How Al REALLY feels
Ok… so that pretty much explains it all… he TRIES to be all “calm, cool, and collected” but the reality is, he’s scared, sick, and angry.
Not necessarily in THAT order, but he’s definitely thinking all three of those things at one time or another. And looking at him this evening, at dinner, I’m thinking he’s all three of those at the SAME time today.
I hadn’t really noticed that he was getting that “I’m on chemo, and can’t produce any skin color” look, until I saw the “before and after” videos that he put on the web today. There’s a definite “gray-ness” to him now. He really has been putting forth a monumental effort to make me think he feels better than he really does, but tonight, I think he finally realized that using all his energy to try to pretend that he’s NOT sick, is taking away too much energy from just getting by. I think that right now, he’s got just enough energy to breath, go to the bathroom a couple of times a day, and maybe feed himself. He’s just SO worn out!

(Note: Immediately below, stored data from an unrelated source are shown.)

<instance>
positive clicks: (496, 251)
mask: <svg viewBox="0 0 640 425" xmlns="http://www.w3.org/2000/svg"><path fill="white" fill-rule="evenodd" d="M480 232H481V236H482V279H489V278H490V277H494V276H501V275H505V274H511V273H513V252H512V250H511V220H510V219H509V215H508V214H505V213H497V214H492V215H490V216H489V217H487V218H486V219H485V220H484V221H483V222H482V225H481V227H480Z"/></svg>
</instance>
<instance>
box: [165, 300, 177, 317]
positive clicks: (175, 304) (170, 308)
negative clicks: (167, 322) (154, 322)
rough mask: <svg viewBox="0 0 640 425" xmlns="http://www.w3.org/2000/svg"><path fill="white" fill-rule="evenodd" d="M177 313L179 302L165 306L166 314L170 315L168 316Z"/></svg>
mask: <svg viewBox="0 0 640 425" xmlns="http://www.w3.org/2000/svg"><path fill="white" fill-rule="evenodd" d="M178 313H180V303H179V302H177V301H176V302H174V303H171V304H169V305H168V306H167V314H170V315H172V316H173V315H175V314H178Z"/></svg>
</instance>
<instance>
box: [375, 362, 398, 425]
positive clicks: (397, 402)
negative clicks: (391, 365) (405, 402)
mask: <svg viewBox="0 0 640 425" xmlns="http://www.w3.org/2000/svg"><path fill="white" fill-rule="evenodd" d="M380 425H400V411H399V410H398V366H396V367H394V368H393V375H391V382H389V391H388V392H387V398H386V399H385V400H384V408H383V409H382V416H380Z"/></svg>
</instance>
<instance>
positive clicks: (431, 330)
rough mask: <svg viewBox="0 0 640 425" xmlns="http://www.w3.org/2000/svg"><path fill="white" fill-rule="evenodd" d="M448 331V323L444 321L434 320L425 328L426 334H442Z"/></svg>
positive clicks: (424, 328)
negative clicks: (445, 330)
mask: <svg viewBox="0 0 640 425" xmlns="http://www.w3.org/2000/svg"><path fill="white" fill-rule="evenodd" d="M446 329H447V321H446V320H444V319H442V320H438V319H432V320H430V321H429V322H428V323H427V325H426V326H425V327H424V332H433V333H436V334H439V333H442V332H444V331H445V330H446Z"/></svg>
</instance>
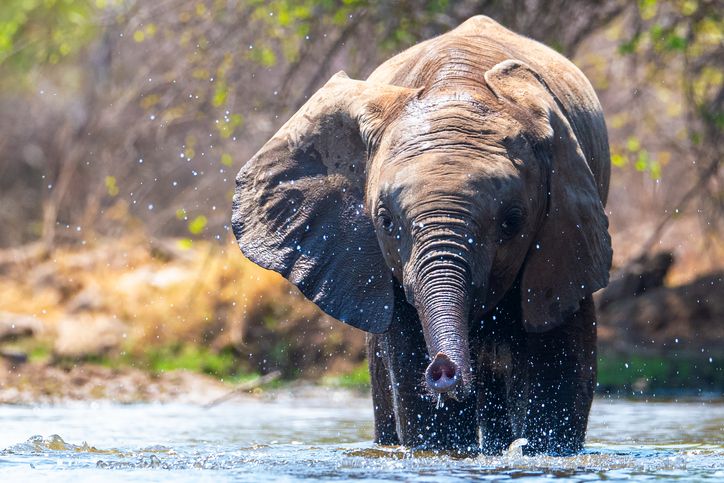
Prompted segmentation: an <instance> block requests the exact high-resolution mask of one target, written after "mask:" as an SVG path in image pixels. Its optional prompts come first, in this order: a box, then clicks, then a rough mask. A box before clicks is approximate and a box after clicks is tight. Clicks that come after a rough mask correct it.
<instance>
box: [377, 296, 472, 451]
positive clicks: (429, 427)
mask: <svg viewBox="0 0 724 483" xmlns="http://www.w3.org/2000/svg"><path fill="white" fill-rule="evenodd" d="M381 337H384V338H385V344H386V346H387V361H386V364H387V367H388V369H389V370H390V379H391V382H392V393H393V400H394V407H395V415H396V418H397V433H398V435H399V438H400V443H401V444H403V445H405V446H408V447H411V448H415V449H430V450H435V449H444V450H457V451H464V452H477V451H478V449H479V443H478V427H477V424H476V414H475V395H474V394H471V395H470V396H469V397H468V398H466V399H465V400H463V401H461V402H459V401H455V400H452V399H449V398H444V399H443V404H442V405H441V406H440V407H439V408H438V407H437V404H436V398H434V397H433V396H431V395H429V394H428V393H427V391H426V389H425V383H424V374H425V369H426V368H427V365H428V364H429V359H428V356H427V349H426V346H425V340H424V336H423V334H422V329H421V325H420V321H419V319H418V317H417V311H416V310H415V309H414V308H413V307H412V306H411V305H409V304H408V303H407V302H406V301H405V299H404V295H403V292H402V289H401V288H400V287H399V286H396V287H395V316H394V317H393V321H392V325H391V326H390V329H389V330H388V331H387V333H385V334H384V335H382V336H381Z"/></svg>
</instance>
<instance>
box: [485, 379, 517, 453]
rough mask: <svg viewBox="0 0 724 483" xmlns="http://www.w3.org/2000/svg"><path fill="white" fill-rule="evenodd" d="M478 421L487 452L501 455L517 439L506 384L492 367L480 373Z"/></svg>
mask: <svg viewBox="0 0 724 483" xmlns="http://www.w3.org/2000/svg"><path fill="white" fill-rule="evenodd" d="M478 377H479V382H478V422H479V424H480V430H481V432H482V441H481V444H482V449H483V452H484V453H485V454H490V455H499V454H501V453H502V452H503V451H505V449H506V448H508V446H510V443H511V442H512V441H513V440H514V439H515V438H514V436H513V428H512V425H511V419H510V410H509V408H508V398H507V394H506V392H507V391H506V384H505V380H504V378H503V377H501V376H500V375H498V374H496V373H495V372H494V370H493V368H492V367H483V368H481V370H480V371H479V373H478Z"/></svg>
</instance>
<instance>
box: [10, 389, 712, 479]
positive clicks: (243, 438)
mask: <svg viewBox="0 0 724 483" xmlns="http://www.w3.org/2000/svg"><path fill="white" fill-rule="evenodd" d="M0 428H2V429H0V448H4V449H2V450H0V475H2V476H0V479H1V480H3V481H16V480H22V479H28V478H34V479H35V478H43V479H44V480H46V481H47V480H51V481H52V480H57V481H68V480H71V479H72V480H74V481H89V480H93V481H98V480H103V481H107V480H114V481H139V480H160V479H164V480H165V479H173V480H174V481H178V480H182V481H230V480H237V481H255V482H261V481H294V480H351V479H354V480H360V481H364V480H369V481H373V480H374V481H381V480H387V481H430V482H441V481H442V482H444V481H469V480H471V479H475V480H501V479H515V480H516V481H529V480H532V479H538V478H540V477H547V478H558V479H562V480H563V481H597V480H608V481H616V480H643V479H655V480H659V481H660V480H671V481H677V480H678V481H690V480H712V481H722V480H724V441H723V440H722V439H723V438H722V434H723V433H724V404H723V403H722V402H721V401H711V400H709V401H694V402H632V401H624V400H605V399H599V400H596V401H595V402H594V407H593V410H592V414H591V421H590V424H589V431H588V440H587V445H586V451H585V452H584V453H583V454H580V455H578V456H575V457H569V458H554V457H525V456H521V455H520V454H511V455H507V456H503V457H495V458H493V457H483V456H481V457H477V458H465V459H459V458H458V459H456V458H451V457H449V456H435V455H431V454H422V455H420V454H418V455H411V454H410V453H409V452H407V451H405V450H403V449H401V448H379V447H375V446H374V445H372V444H371V443H370V441H371V439H372V411H371V405H370V402H369V400H368V399H367V398H364V397H360V396H357V395H354V394H351V393H348V392H343V391H337V390H329V389H318V390H315V391H314V392H313V393H312V395H310V394H306V395H303V396H298V395H297V396H292V395H286V394H281V395H276V396H275V397H274V398H273V399H264V400H255V399H249V400H241V401H232V402H228V403H225V404H223V405H221V406H218V407H214V408H211V409H204V408H202V407H200V406H193V405H181V404H167V405H161V404H138V405H116V404H111V403H100V404H77V405H65V406H46V407H43V406H41V407H13V406H0Z"/></svg>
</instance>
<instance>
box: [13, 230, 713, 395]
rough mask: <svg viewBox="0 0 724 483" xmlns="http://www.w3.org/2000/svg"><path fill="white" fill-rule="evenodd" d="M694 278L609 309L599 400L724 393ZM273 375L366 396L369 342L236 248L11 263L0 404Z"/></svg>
mask: <svg viewBox="0 0 724 483" xmlns="http://www.w3.org/2000/svg"><path fill="white" fill-rule="evenodd" d="M677 277H679V278H681V273H680V272H679V273H677ZM641 278H642V277H641V276H639V275H636V276H635V277H634V279H635V280H640V279H641ZM644 278H646V277H644ZM689 279H692V281H691V282H689V283H688V284H686V285H678V286H675V287H668V286H664V284H663V280H664V276H663V275H661V276H659V278H658V279H657V280H658V282H657V284H658V285H657V286H655V287H654V286H651V285H648V286H643V288H641V287H640V286H637V287H638V288H635V289H629V288H628V285H627V284H623V286H624V289H625V290H624V292H631V293H635V294H636V296H630V297H628V298H623V297H622V296H620V295H619V296H616V297H615V298H614V300H613V301H611V300H610V297H609V299H608V300H604V302H605V303H599V305H600V306H601V307H602V309H601V310H600V311H599V369H598V380H599V386H598V393H599V394H602V395H626V396H632V395H638V396H646V397H650V396H654V395H662V394H669V395H670V394H690V395H691V394H693V395H696V394H722V393H724V371H723V370H722V364H721V361H722V357H723V356H724V337H722V330H723V328H722V325H721V318H719V319H718V320H717V317H719V315H718V314H720V313H721V312H722V309H721V302H720V301H719V298H717V297H712V296H711V294H712V293H714V294H715V293H716V288H717V287H719V288H721V277H720V276H719V275H714V276H709V277H708V278H707V277H703V278H702V277H699V278H696V277H689ZM639 285H640V284H639ZM620 287H621V284H619V289H620ZM712 287H714V288H713V289H712ZM712 290H713V291H712ZM619 291H621V290H619ZM611 293H614V292H611ZM609 295H610V293H609ZM273 371H280V373H281V380H282V381H284V382H283V383H289V382H290V381H307V382H311V383H321V384H326V385H328V386H335V385H337V386H342V387H350V388H359V389H361V390H363V391H364V390H366V388H367V387H368V384H369V376H368V374H367V368H366V362H365V342H364V334H363V333H361V332H360V331H357V330H354V329H352V328H350V327H348V326H345V325H343V324H340V323H339V322H337V321H335V320H333V319H331V318H330V317H328V316H326V315H324V314H323V313H322V312H320V311H319V310H318V309H317V308H316V307H315V306H314V305H313V304H311V303H310V302H308V301H306V300H305V299H304V298H303V297H302V296H301V295H299V293H298V292H297V291H296V290H294V289H290V286H289V284H287V283H286V282H285V281H284V280H283V279H282V278H281V277H279V276H278V275H276V274H274V273H272V272H269V271H265V270H262V269H260V268H259V267H257V266H256V265H254V264H252V263H251V262H249V261H247V260H245V259H244V258H243V257H242V256H241V255H240V254H239V253H238V250H237V248H236V247H235V246H234V245H232V244H229V245H226V246H221V245H218V244H214V243H206V242H191V241H190V240H184V239H182V240H156V241H149V240H148V239H146V238H144V237H140V236H139V237H137V238H134V237H127V238H124V239H121V240H102V241H97V242H95V243H88V244H86V245H84V246H76V247H61V248H56V249H54V250H53V251H51V252H44V251H42V250H35V249H34V250H32V251H30V250H26V251H22V250H18V251H15V252H12V253H9V252H5V253H3V254H2V256H0V402H6V403H15V404H24V403H32V402H42V403H44V402H55V401H56V400H64V399H72V400H75V399H114V400H117V401H119V402H141V401H172V400H181V401H184V400H194V401H196V402H201V403H203V402H204V401H203V400H204V399H205V398H208V399H213V398H214V395H216V396H218V395H219V394H221V393H223V392H224V391H228V390H230V389H231V388H232V387H234V386H235V385H237V384H239V383H242V382H244V381H248V380H250V379H253V378H254V377H257V376H259V375H262V374H268V373H270V372H273ZM197 396H198V397H197ZM184 398H186V399H184Z"/></svg>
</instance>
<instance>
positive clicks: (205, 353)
mask: <svg viewBox="0 0 724 483" xmlns="http://www.w3.org/2000/svg"><path fill="white" fill-rule="evenodd" d="M142 360H143V362H144V365H146V366H147V367H148V369H150V370H151V371H153V372H156V373H158V372H167V371H173V370H178V369H185V370H189V371H194V372H200V373H205V374H209V375H212V376H216V377H224V376H228V375H234V374H236V373H237V371H236V368H237V367H238V366H237V361H236V358H235V357H234V355H233V354H232V353H231V352H229V351H222V352H214V351H212V350H211V349H209V348H207V347H204V346H199V345H192V344H171V345H168V346H161V347H153V348H151V349H149V350H148V351H147V352H146V353H145V354H144V355H143V356H142Z"/></svg>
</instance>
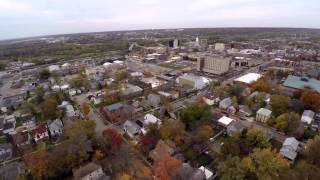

And he says it like it’s been unexpected. It’s almost irritating. I know he’s got this “macho” image of himself, that he doesn’t “give in” to illness, but holy cow. This isn’t just your average cold… this is the effects of pumping what amounts to poisons into his blood stream for several hours a couple times a month, and they TOLD us he was going to feel like a wet sock… I just don’t think he believed them.
I love the man, but sometimes, I don’t think he pays real good attention. Or is it just that he has “man ears” when it comes to information. If it’s bad news, he only hears the parts that aren’t so bad, and the rest is just a buzz? Honestly, I’m quite surprised he’s made it as well as he HAS! He really has been a trooper, and I know that every cell in his body is screaming “GIVE UP! GIVE IN!” but he’s fighting it every step of the way, which just makes me so happy. I can’t imagine life without that big goof ball in it. I know I complain sometimes, but wow… I just can’t imagine having to say good bye.
And that’s the beauty of this whole thing. HE can’t imagine life without ME in it either, so he’s fighting to keep going. Before he had Andy, and Ben, and me in his life, I think he might have just rolled over, and let it happen. I don’t mean that to sound arrogant, but it’s true. He’s said it over and over. His friends have told me that, and, well… from everything I know about the man, I’m sure it’s why we met. To get him through this time.
Speaking of which… it was 7 years ago today that he and I spent 13 hours together, talking, and talking, and talking to each other. It felt like 13 minutes, and we spent the whole day together. It was the first time in Ben’s life that I didn’t think about HIM in more than 15 minutes. ‘Twas very traumatic for HIM, but what a wonderful day for Al and I.